This blog is part one of a series on thermal mass flow meters to measure gas mass in diverse applications. In this blog, we answer the question, what six industrial facilities use thermal mass flow meters?
Facility Types Using Thermal Mass Flow Meters
Facilities that move large volumes of air and other gases in a manufacturing process use thermal mass flow meters. Any production process that uses furnaces to raise the temperature of a product, cure a product, or dry a product will need air or gas movement in the process.
Here is an overview of where thermal mass flow meters are used:
- Producers of steel, brick, wood, glass, fiberglass, and others use many different gases.
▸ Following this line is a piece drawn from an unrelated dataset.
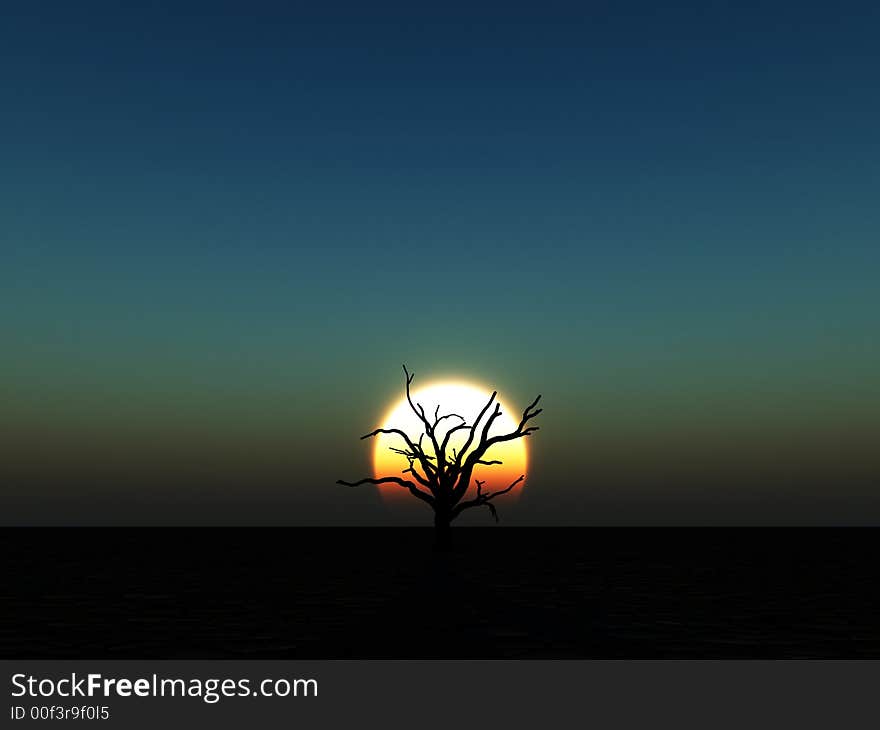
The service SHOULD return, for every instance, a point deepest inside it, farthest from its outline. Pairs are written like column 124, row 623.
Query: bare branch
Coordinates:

The steel industry uses several different gas types (argon, oxygen, nitrogen, natural gas); the other listed industries will primarily use natural gas.
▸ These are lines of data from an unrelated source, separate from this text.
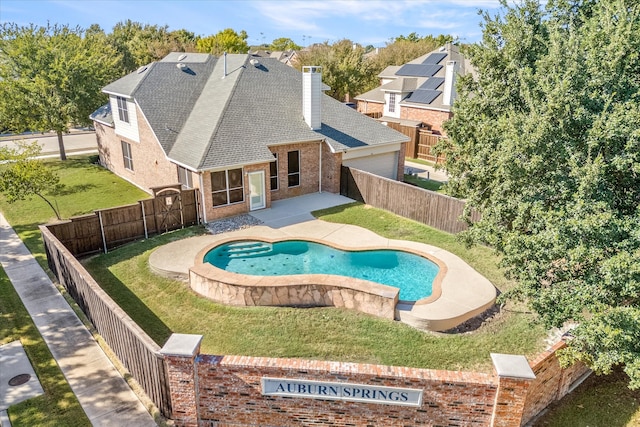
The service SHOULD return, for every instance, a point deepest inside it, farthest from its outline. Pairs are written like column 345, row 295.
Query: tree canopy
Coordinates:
column 344, row 67
column 545, row 144
column 23, row 176
column 226, row 40
column 284, row 43
column 50, row 77
column 140, row 44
- Manufactures of food and beverages; beer, wine, snacks, dairy, packaged foods, pre-prepared foods, and others use large amounts of air to move product, run machines and furnaces to raise temperatures to cure foods, dry foods, and cook.
- In water and wastewater treatment facilities, large amounts of air to oxygenate the aeration basins.
- In chemical, petrochemical, and petroleum refining, including the discovery, processing, and transportation of natural gas, gasoline, and many other products produced from base chemicals, vast amounts of air and gases are used in the manufacturing processes.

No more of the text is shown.